Ненавидя себя, Конвей потянулся за одеждой в ногах и сказал:
— Если ты хочешь мне что-то сказать, Додой, то говори и уходи. Я хочу одеться.
Додой несколько раз глубоко вздохнул и промолвил:
— Я слышал чьи-то песнопения два дня назад, когда ты заболел и попал сюда. Я слышал.
Два дня назад. Так вот сколько времени он спал.
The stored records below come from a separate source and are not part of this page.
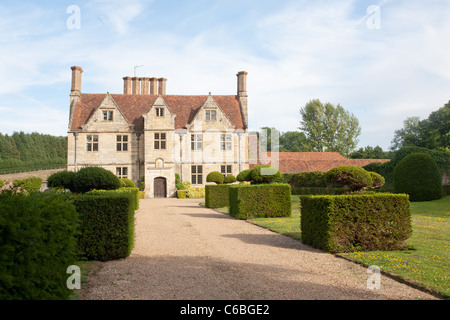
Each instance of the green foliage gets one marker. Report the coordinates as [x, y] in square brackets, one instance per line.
[353, 177]
[27, 152]
[216, 196]
[37, 244]
[98, 178]
[127, 183]
[265, 174]
[31, 184]
[329, 128]
[377, 179]
[418, 175]
[312, 179]
[244, 175]
[229, 179]
[215, 176]
[107, 225]
[346, 223]
[61, 180]
[265, 200]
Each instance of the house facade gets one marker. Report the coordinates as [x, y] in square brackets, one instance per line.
[146, 133]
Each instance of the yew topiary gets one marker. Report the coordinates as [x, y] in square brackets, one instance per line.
[418, 175]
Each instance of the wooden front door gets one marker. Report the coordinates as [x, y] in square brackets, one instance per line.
[160, 187]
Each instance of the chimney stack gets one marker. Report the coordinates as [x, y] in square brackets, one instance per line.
[135, 85]
[162, 86]
[126, 85]
[153, 86]
[145, 85]
[242, 83]
[76, 79]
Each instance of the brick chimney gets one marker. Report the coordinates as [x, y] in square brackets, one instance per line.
[153, 86]
[145, 85]
[242, 83]
[126, 85]
[162, 86]
[135, 85]
[76, 80]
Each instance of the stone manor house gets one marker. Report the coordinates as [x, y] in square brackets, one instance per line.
[146, 133]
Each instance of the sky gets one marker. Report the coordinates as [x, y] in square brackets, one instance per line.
[381, 60]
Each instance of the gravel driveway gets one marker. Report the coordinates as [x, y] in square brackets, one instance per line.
[185, 251]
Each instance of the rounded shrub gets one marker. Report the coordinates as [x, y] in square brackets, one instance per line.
[377, 179]
[215, 176]
[265, 174]
[98, 178]
[353, 177]
[229, 179]
[418, 175]
[61, 180]
[244, 175]
[127, 183]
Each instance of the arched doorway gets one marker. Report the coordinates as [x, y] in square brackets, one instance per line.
[160, 187]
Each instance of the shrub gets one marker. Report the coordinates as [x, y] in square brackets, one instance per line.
[265, 200]
[312, 179]
[61, 180]
[37, 244]
[347, 223]
[216, 196]
[31, 184]
[215, 176]
[377, 179]
[244, 175]
[353, 177]
[98, 178]
[127, 183]
[229, 179]
[265, 174]
[107, 225]
[418, 175]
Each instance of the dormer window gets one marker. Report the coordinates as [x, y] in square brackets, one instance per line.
[210, 115]
[107, 115]
[160, 112]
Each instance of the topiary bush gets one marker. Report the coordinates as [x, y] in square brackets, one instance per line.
[229, 179]
[215, 176]
[61, 180]
[98, 178]
[265, 174]
[353, 177]
[418, 175]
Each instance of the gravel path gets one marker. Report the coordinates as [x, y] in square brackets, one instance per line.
[185, 251]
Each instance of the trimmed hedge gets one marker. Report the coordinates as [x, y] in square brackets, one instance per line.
[418, 175]
[37, 244]
[107, 225]
[216, 196]
[346, 223]
[265, 200]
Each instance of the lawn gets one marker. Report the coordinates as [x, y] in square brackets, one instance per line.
[427, 261]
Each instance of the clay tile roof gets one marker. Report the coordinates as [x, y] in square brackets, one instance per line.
[134, 106]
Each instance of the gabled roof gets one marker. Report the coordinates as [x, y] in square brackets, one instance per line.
[134, 106]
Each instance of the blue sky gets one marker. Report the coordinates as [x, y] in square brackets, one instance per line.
[383, 65]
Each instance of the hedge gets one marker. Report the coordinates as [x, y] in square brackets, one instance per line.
[37, 244]
[216, 196]
[266, 200]
[346, 223]
[107, 225]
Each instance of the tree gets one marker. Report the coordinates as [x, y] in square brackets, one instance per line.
[329, 128]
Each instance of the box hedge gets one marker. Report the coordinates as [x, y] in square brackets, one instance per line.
[216, 196]
[265, 200]
[346, 223]
[107, 224]
[37, 244]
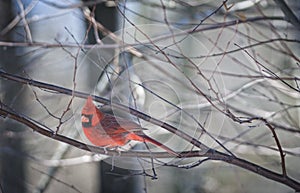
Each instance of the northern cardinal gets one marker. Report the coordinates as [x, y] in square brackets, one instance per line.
[105, 130]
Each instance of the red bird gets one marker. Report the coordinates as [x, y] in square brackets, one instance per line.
[106, 130]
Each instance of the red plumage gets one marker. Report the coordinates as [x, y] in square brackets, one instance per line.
[105, 130]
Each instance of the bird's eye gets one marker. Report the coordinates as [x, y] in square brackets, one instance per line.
[86, 120]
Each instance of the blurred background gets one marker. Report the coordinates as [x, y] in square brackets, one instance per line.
[212, 69]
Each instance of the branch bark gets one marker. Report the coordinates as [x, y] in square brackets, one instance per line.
[211, 154]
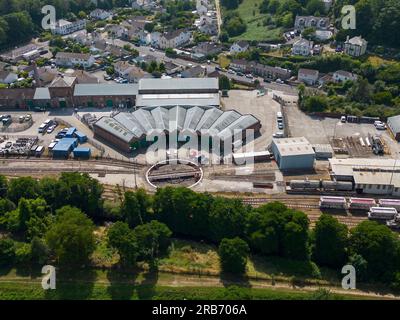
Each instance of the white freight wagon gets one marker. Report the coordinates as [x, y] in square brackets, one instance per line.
[361, 203]
[333, 202]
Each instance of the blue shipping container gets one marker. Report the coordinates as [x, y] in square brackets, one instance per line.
[70, 132]
[81, 136]
[82, 152]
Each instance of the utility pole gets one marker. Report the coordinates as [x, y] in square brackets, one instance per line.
[134, 172]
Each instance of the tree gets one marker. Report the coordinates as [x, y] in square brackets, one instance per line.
[233, 255]
[23, 187]
[130, 209]
[153, 239]
[315, 6]
[227, 218]
[39, 251]
[380, 248]
[295, 238]
[330, 242]
[7, 251]
[122, 238]
[3, 186]
[71, 236]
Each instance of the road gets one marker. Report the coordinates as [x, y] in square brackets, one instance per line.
[219, 17]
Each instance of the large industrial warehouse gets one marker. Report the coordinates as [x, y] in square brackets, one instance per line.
[129, 130]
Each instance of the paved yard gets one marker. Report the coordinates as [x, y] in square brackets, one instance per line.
[264, 108]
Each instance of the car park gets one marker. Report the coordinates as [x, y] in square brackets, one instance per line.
[278, 134]
[51, 129]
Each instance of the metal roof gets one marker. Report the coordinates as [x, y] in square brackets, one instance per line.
[208, 119]
[226, 119]
[130, 122]
[176, 118]
[42, 94]
[293, 146]
[184, 99]
[105, 90]
[161, 118]
[183, 84]
[145, 119]
[193, 116]
[115, 128]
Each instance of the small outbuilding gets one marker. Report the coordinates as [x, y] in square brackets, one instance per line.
[293, 153]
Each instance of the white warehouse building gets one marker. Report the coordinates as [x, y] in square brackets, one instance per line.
[370, 176]
[293, 153]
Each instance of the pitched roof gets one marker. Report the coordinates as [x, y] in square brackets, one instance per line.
[72, 55]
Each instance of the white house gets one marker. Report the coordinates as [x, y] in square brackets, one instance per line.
[64, 27]
[70, 59]
[238, 47]
[201, 7]
[100, 14]
[308, 76]
[342, 76]
[207, 24]
[356, 46]
[173, 39]
[7, 77]
[302, 47]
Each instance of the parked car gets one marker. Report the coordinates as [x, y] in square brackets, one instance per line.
[51, 129]
[278, 134]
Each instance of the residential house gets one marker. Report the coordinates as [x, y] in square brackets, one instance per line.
[342, 76]
[207, 24]
[327, 78]
[71, 59]
[171, 68]
[202, 7]
[303, 22]
[208, 48]
[356, 46]
[64, 27]
[83, 77]
[174, 39]
[47, 75]
[7, 77]
[302, 47]
[100, 14]
[194, 72]
[308, 76]
[238, 47]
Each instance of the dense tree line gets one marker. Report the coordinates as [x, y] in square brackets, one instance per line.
[54, 220]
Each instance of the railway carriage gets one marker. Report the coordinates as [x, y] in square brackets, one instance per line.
[361, 203]
[380, 213]
[333, 202]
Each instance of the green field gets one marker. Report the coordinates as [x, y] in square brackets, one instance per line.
[256, 31]
[111, 284]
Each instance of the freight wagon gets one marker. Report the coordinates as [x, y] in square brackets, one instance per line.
[361, 203]
[392, 203]
[333, 202]
[379, 213]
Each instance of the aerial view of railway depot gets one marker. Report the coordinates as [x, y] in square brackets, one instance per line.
[208, 149]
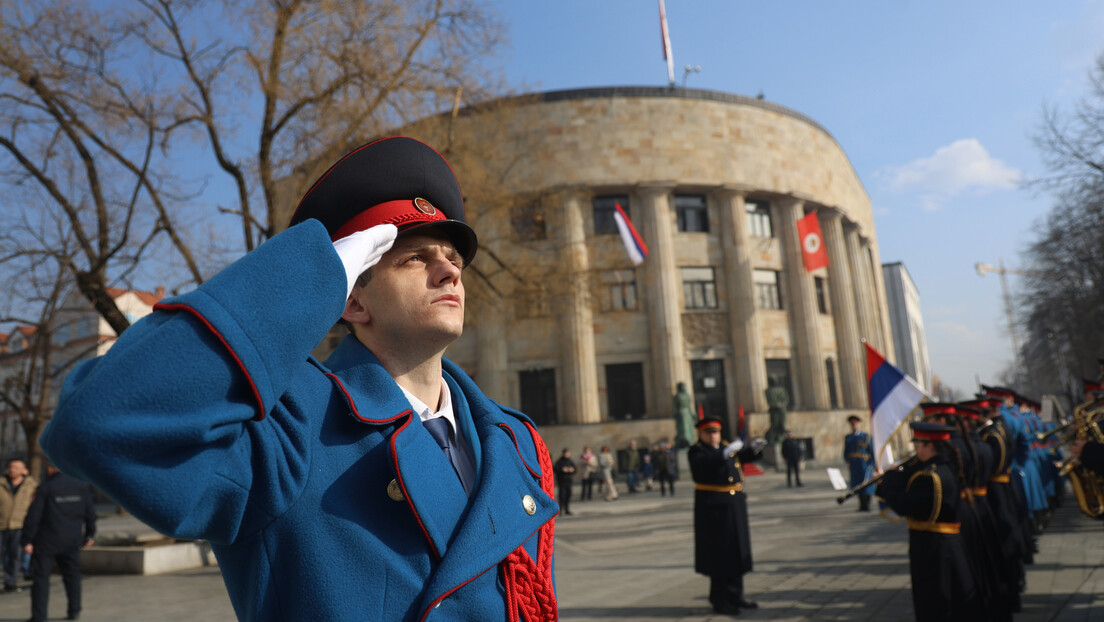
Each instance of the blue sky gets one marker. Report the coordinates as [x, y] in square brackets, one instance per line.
[933, 102]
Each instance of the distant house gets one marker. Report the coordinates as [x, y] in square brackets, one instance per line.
[77, 333]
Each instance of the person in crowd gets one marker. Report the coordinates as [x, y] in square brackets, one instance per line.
[588, 472]
[61, 520]
[633, 466]
[17, 491]
[607, 463]
[384, 467]
[667, 467]
[926, 493]
[860, 460]
[793, 452]
[722, 538]
[564, 476]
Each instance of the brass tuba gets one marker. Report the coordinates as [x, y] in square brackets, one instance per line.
[1087, 486]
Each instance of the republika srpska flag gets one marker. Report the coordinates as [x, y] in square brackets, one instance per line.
[813, 242]
[634, 244]
[893, 396]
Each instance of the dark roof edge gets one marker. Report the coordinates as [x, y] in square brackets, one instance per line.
[670, 92]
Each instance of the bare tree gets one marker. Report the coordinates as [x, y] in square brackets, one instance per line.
[136, 122]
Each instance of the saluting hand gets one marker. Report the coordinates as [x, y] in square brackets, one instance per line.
[363, 249]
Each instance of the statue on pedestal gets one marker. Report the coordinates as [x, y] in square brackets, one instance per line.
[682, 407]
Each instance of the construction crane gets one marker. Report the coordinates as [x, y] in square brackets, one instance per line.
[1014, 334]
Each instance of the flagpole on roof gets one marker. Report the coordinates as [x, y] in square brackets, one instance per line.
[667, 44]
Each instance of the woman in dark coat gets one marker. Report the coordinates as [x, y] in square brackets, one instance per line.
[722, 543]
[927, 495]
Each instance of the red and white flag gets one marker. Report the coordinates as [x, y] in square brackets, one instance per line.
[667, 43]
[634, 244]
[813, 242]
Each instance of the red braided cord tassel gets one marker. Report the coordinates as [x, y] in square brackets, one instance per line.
[528, 583]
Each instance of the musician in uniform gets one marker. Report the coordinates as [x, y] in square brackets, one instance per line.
[722, 540]
[860, 460]
[927, 493]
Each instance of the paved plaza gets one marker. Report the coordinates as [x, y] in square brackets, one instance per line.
[633, 559]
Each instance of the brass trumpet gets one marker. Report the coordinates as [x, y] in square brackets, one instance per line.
[899, 466]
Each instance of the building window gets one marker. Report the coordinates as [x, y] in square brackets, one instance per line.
[621, 290]
[699, 290]
[821, 287]
[767, 292]
[538, 396]
[529, 223]
[692, 214]
[604, 213]
[778, 370]
[531, 302]
[830, 373]
[759, 219]
[625, 390]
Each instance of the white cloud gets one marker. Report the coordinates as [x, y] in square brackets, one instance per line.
[964, 165]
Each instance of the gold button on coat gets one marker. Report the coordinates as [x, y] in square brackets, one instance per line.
[394, 492]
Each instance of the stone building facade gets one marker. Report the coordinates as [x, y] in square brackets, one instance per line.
[563, 326]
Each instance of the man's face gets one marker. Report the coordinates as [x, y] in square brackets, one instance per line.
[415, 293]
[16, 470]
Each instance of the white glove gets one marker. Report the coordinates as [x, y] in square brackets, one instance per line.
[733, 447]
[362, 250]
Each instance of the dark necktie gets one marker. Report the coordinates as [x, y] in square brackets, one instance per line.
[441, 431]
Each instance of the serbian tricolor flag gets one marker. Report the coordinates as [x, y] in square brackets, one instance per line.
[893, 396]
[813, 242]
[634, 244]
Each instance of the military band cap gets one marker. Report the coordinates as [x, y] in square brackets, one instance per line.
[932, 409]
[997, 391]
[395, 180]
[925, 431]
[709, 423]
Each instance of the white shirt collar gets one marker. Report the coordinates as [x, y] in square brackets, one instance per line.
[425, 413]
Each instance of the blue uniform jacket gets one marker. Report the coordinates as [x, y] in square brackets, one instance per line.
[860, 459]
[319, 489]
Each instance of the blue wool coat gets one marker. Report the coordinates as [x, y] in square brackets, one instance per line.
[319, 489]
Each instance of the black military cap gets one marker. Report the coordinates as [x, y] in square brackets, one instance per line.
[925, 431]
[394, 180]
[709, 422]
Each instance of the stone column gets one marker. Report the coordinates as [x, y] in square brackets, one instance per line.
[664, 291]
[852, 369]
[579, 386]
[492, 367]
[863, 288]
[811, 379]
[740, 285]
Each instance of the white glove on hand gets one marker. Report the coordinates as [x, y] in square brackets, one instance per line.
[733, 447]
[362, 250]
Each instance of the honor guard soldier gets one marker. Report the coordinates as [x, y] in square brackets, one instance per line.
[860, 461]
[381, 484]
[722, 540]
[926, 493]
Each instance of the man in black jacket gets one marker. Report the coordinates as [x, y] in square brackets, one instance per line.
[61, 520]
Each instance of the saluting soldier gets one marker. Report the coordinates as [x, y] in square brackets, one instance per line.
[1002, 497]
[927, 494]
[722, 540]
[381, 484]
[860, 461]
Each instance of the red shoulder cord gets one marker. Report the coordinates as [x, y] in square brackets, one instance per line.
[528, 583]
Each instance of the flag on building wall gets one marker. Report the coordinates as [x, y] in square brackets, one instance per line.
[634, 244]
[667, 42]
[813, 242]
[893, 396]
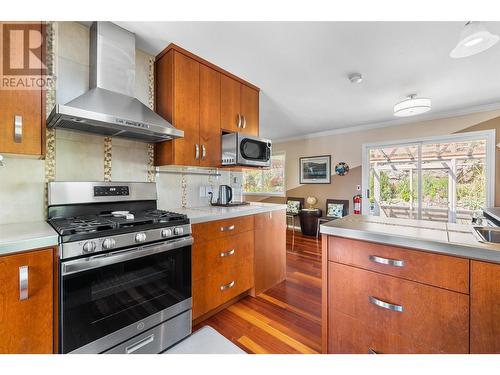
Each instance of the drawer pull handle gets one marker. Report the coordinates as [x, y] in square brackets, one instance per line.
[227, 286]
[140, 344]
[23, 283]
[385, 305]
[18, 129]
[227, 253]
[387, 261]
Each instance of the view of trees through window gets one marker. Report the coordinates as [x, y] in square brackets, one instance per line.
[266, 181]
[452, 175]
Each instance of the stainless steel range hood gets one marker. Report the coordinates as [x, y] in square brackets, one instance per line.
[110, 107]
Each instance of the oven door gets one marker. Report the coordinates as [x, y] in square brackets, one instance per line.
[254, 151]
[109, 298]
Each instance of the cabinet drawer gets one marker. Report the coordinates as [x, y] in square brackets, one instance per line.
[437, 320]
[222, 228]
[439, 270]
[213, 291]
[222, 255]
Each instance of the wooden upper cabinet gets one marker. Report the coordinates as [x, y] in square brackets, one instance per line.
[250, 110]
[485, 308]
[239, 107]
[230, 104]
[180, 104]
[23, 108]
[26, 315]
[203, 100]
[210, 134]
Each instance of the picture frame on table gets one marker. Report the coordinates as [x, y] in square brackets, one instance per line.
[315, 169]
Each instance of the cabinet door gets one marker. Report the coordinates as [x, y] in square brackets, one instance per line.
[210, 134]
[485, 308]
[230, 104]
[26, 321]
[187, 109]
[250, 110]
[23, 105]
[270, 250]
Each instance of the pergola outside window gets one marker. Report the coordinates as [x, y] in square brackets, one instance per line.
[447, 179]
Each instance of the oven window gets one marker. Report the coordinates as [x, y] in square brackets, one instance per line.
[254, 150]
[101, 301]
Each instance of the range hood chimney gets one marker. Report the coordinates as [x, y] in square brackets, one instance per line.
[110, 107]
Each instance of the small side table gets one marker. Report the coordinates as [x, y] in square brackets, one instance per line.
[309, 220]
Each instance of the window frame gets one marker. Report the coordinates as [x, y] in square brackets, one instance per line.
[488, 135]
[271, 194]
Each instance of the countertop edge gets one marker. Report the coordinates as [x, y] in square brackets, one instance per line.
[230, 215]
[443, 248]
[28, 244]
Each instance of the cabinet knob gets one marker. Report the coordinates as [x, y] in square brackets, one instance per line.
[18, 129]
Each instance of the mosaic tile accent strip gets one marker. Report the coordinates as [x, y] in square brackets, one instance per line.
[151, 103]
[183, 191]
[107, 158]
[50, 101]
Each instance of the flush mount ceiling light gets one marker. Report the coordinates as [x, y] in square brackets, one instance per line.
[412, 106]
[355, 77]
[474, 39]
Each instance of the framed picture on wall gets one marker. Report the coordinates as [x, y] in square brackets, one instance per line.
[315, 170]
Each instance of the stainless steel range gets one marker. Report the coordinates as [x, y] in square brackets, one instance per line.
[125, 268]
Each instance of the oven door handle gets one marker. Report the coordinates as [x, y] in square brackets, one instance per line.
[84, 264]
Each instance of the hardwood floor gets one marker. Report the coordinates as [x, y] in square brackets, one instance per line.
[286, 318]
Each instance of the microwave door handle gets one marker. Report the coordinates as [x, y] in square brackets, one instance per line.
[84, 264]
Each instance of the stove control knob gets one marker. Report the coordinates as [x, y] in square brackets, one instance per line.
[108, 243]
[140, 237]
[89, 247]
[166, 233]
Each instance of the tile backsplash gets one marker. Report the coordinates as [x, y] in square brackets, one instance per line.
[80, 156]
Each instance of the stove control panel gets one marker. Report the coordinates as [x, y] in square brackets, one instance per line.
[140, 237]
[107, 191]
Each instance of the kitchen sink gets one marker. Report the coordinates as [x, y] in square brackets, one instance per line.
[487, 234]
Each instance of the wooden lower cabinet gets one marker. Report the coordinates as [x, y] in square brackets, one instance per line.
[485, 307]
[405, 300]
[430, 320]
[270, 253]
[26, 319]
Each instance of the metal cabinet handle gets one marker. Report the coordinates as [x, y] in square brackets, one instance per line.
[18, 129]
[385, 305]
[227, 253]
[387, 261]
[139, 344]
[227, 286]
[23, 283]
[196, 151]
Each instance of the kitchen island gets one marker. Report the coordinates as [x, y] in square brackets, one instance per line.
[408, 286]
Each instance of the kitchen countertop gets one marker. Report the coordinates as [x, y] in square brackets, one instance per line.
[211, 213]
[26, 236]
[438, 237]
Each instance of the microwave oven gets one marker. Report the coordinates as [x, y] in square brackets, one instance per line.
[246, 150]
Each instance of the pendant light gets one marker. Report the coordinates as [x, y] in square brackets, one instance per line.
[412, 106]
[474, 39]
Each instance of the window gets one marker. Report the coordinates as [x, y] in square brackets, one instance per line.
[445, 179]
[269, 181]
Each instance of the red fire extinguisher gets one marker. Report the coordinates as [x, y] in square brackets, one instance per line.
[357, 204]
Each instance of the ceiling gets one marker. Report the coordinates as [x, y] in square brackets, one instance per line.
[302, 68]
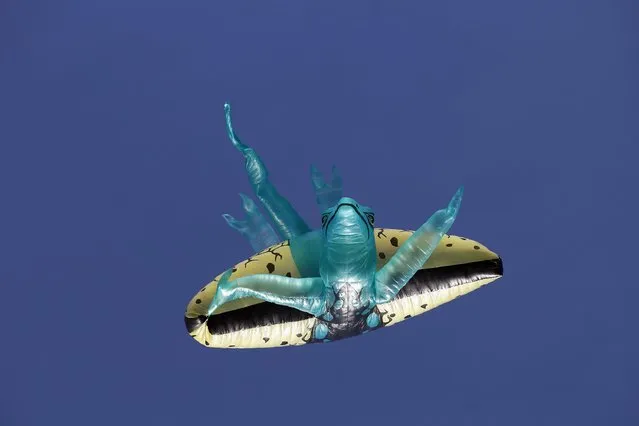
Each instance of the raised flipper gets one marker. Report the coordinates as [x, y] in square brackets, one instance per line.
[326, 195]
[412, 255]
[287, 221]
[255, 228]
[304, 294]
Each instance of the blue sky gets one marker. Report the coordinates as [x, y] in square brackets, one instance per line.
[115, 171]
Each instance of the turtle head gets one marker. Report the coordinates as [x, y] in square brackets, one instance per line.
[348, 223]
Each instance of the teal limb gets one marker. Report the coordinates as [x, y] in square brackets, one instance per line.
[372, 321]
[288, 222]
[320, 331]
[412, 255]
[255, 227]
[305, 294]
[326, 194]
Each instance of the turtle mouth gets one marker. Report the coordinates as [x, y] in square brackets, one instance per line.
[362, 218]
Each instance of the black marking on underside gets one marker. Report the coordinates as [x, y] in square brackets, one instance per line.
[424, 281]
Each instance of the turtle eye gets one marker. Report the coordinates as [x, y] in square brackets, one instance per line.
[371, 218]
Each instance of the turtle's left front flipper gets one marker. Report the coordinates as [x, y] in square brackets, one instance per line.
[305, 294]
[412, 255]
[326, 194]
[286, 219]
[255, 228]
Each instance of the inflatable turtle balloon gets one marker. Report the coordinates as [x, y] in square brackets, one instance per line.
[343, 279]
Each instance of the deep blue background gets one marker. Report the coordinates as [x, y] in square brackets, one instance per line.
[115, 170]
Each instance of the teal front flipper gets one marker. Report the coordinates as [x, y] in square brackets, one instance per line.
[305, 294]
[326, 195]
[412, 255]
[255, 228]
[287, 221]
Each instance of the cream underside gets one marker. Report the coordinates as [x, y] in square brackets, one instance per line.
[286, 334]
[277, 260]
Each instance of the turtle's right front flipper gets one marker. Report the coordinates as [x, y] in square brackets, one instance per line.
[304, 294]
[287, 221]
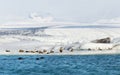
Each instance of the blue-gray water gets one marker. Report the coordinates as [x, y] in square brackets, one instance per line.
[60, 65]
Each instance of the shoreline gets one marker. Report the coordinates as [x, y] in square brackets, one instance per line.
[106, 52]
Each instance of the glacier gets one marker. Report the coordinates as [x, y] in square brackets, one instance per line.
[77, 38]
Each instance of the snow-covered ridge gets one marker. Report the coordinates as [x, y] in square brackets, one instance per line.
[54, 38]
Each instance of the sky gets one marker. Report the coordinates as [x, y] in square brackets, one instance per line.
[83, 11]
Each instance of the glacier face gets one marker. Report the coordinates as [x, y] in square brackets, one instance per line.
[32, 38]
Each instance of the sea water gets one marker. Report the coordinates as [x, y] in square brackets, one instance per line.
[60, 65]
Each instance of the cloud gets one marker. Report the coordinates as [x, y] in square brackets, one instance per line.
[36, 19]
[109, 21]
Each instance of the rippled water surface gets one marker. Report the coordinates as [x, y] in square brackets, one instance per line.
[60, 65]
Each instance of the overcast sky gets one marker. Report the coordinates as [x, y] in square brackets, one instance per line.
[61, 10]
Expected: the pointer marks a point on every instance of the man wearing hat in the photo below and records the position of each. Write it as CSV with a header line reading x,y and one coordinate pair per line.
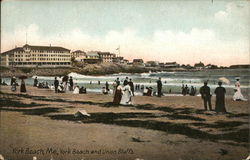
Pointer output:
x,y
206,96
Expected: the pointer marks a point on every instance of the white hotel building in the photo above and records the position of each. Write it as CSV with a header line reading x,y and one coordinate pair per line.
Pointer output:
x,y
36,56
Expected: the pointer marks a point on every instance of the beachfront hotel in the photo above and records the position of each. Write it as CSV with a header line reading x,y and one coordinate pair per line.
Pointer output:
x,y
36,56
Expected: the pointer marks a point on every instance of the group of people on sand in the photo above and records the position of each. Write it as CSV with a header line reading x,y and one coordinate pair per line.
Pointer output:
x,y
67,84
14,84
220,96
186,91
123,93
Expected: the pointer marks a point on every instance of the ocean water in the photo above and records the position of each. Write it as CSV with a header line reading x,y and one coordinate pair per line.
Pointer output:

— Песноспения? Они обычны для всех служительниц Церкви. Это помогает им расслабиться и думать более ясно. Это все, что ты хотел мне сказать? — Конвей помнил колыбельные напевы Ланты во время лечения. Он сказал: — Я думаю, ты слышал Ланту. Она напевала, когда была здесь внутри.
Додой опустил руки.
— Сайла тоже была здесь? А Тейт?
— Нет. Одна Ланта. Она лечила меня.
Медленно, почти незаметно на худом заостренном лице Додоя появилась многозначительная усмешка.
— Лечила, — с обвинительной интонацией повторил он, делая ударение на каждом слоге. — Она не напевала. Я же слышал. Это было песнопение.
— Даже если так, то что? Если она думает, что ей это поможет…
Продвигаясь к выходу, Додой сказал:
— Я буду твоим другом, даже если ты не хочешь быть моим. Я помогу тебе. Предупрежу. — Он вышел, оставив вход незанавешенным. — Есть особое песнопение. Для провидиц, чтобы вызвать Видение. Она ничего не говорит другим, даже тебе. Когда она лечила тебя, Мэтт Конвей, ты ведь очень устал? Спал? Почему твой друг хочет видеть тебя? Или, может быть, ты должен подумать, чей друг хочет это сделать?
Додой исчез во входном отверстии. Конвей успел заметить сияющую, торжествующую усмешку на лице мальчика, похожую на блеск кинжала в ножнах.
Конвей и Карда лежали без движений до тех пор, пока Мэтт не попытался сменить положение. Когда ему это удалось, пес чуть отодвинулся, оставаясь лежать мордой к двери, но опершись массивным телом на хозяина. Уверенный, что без его ведома хозяин не пошевелится, Карда улегся, положив морду на лапы. Он смотрел в том направлении, куда ушел Додой.
Глава 25
Сайла натянула через голову платье. Ткань с шелестом скользнула вдоль тела, и она вздрогнула от первого холодного прикосновения шерсти. Но сбереженное тепло, окружавшее ее в уютной постели, вскоре вновь вступило в свои права. В темноте Сайла наклонилась и провела кончиками пальцев по плотным переплетениям одеяла, вытканного женщинами племени Собаки, пытаясь представить осязаемые образы. Одеяла людей Класа. Станут ли они ее людьми?
Сайла с удивлением отметила, что никогда не думала о том, где они будут жить, когда она вернется после завершения своих поисков.